少なくとも、はじめよりは一歩か二歩、進んでる。
……っていったって、あたしがホームレスだってわかっただけなんだけどね。
しかも、ただのホームレスじゃない。
家族も友人も知り合いも身分証明書も戸籍も保険証もない、ないないづくめのオールレスのホームレスってやつ。
あはは、意味わかんないわ)
「は、ははは…………最悪、さいってい最悪じゃん……。
ばかじゃないの……。
だってさあ……あのさあ……失うものがもう命しかないレベルってさあ、ねえ、もう、もうさ、人としてどうなの……?」
どうしたらいいのか分からなくて、気づいたらまりは泣いていた。
ベンチの背もたれに体を預けて、手のひらで顔を包み込んで泣きじゃくった。
(どうしてっ、こんなことにっ!)
まだ、たった半日も経っていない。
しかし、まりはこれ以上ないほどの孤独を感じていた。
心細さと大きな悲しみがまりの心を支配していた。
彼女の存在そのものがこのまま消えてしまいそうなほど儚い悲痛さだった。
(……おや、あの子は?)
まりが涙を流し始めてずいぶん経ったころ、50代半ばから後半ほどの外見をした、とある男性が公園の側を通りかかった。
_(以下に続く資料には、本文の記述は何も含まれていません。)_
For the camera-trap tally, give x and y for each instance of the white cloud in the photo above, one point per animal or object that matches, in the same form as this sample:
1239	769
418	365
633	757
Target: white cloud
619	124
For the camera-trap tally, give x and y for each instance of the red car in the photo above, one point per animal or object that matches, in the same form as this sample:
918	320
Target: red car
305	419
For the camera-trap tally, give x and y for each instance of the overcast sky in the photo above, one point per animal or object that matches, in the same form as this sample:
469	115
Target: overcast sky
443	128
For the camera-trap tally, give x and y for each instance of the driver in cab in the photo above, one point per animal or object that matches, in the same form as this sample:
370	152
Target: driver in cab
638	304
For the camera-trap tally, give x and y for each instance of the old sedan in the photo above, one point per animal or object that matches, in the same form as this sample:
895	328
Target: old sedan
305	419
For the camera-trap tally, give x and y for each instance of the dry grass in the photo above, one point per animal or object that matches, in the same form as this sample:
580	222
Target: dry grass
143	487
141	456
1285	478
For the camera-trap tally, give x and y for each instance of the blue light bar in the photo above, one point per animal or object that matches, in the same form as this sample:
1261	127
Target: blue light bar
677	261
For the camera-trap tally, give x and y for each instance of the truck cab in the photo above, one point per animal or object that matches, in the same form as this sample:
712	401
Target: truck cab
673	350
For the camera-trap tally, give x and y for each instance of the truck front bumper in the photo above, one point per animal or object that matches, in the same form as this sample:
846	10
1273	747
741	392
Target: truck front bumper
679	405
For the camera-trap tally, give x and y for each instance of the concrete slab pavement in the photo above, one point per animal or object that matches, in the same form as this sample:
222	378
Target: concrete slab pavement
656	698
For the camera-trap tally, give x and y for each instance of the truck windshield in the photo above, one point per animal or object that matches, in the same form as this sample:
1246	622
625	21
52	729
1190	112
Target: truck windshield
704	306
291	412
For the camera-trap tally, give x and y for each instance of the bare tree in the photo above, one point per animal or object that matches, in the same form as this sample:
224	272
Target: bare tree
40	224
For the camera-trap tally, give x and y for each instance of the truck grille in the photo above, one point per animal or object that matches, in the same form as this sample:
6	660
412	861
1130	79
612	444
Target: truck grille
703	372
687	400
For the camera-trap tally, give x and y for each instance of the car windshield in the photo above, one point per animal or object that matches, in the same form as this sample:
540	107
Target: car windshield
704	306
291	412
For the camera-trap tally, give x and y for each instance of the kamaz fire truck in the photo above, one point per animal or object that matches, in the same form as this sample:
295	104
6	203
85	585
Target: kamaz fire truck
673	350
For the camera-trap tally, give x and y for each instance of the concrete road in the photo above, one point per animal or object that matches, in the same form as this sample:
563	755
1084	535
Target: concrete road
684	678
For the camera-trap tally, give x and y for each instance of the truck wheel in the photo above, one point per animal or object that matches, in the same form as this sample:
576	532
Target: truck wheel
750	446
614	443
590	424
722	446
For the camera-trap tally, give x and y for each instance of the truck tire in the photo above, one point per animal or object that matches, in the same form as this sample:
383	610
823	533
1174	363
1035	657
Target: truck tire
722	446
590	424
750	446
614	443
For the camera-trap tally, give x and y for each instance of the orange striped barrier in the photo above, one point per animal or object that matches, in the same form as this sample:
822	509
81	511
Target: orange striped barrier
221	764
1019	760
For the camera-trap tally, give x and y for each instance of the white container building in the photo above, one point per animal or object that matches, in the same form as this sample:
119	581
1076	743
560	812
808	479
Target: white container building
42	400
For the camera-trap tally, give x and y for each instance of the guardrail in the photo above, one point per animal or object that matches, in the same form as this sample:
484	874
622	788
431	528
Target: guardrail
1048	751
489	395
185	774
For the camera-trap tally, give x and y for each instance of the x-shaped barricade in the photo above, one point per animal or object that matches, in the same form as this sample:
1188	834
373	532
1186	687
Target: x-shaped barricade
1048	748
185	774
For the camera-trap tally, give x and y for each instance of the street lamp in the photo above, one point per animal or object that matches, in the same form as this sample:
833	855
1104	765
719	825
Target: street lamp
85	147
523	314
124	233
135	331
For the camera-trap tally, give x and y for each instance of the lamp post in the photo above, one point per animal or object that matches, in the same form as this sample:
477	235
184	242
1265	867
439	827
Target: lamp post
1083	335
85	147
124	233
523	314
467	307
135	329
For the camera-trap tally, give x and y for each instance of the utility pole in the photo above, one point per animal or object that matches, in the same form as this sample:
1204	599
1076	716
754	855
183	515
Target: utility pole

運動のためかキャップをかぶりジャージを着ているが、その体系はまるでタヌキで、お腹の部分がパツパツになっていた。
「君、どうかしたのかね?」
「グスッ……?」
(誰だろう、海苔みたいな眉と髭してるし、太ってるし、変な人……)
やさぐれているからだろうが、初対面なのにひどい言い草……というか、考え草である。
崩れたであろうメイクも真っ赤になった目も涙で引きつった頬も、声をかけてきたこの男の存在も何もかも、すべてが煩わしかった。
「ほっどいで、ぐだざい……」
キッと男を睨みつけて、口を強く引き結ぶ。
それでもしゃっくりのように漏れ出る嗚咽は止まらない。
まりは誰にも構ってもらいたくなかった。
一人でずっと泣いていたかった。
そしてできることならそのまま消えてしまいたかった。
「そんな訳にはいかんよ。
見たところ、君はまだ10代だろう?
そんな塗炭の悲しみをなめるような声で泣くような辛いことがあったのかね?」
それはひどく優しく、まりを心配する声であった。
「……ぞうでずよ。
悲じい時には身一つっで……今身にしみで感じでます……ひっく……。
もうどうでもいいんでず、ぜんぶ、どーでも……」
(ウーム、そうか……)
男は少し考えるそぶりを見せた後、まりの目の前にしゃがみ込んで、柔らかい声でまりに話しかけた。
「ようし、君、ワシについてきなさい。
君は、一人じゃないんだぞ」
タヌキに似たその初老の男は、そうして、力強くまりの頭を撫でた。
(本当は、きっと、もっと警戒しなくちゃならないんだろうけど……。
でも、あたしを撫でてくれた手が、とってもあったかくて……なんだろう、嬉しくて苦しいなあ)
まりは泣きながら何度も何度もうなづいて、ハンカチを取り出して涙を拭いた。
泣きすぎたせいで頭ががんがんと痛みを訴えていたが、顔に出さないようにつとめて、男について歩き始めた。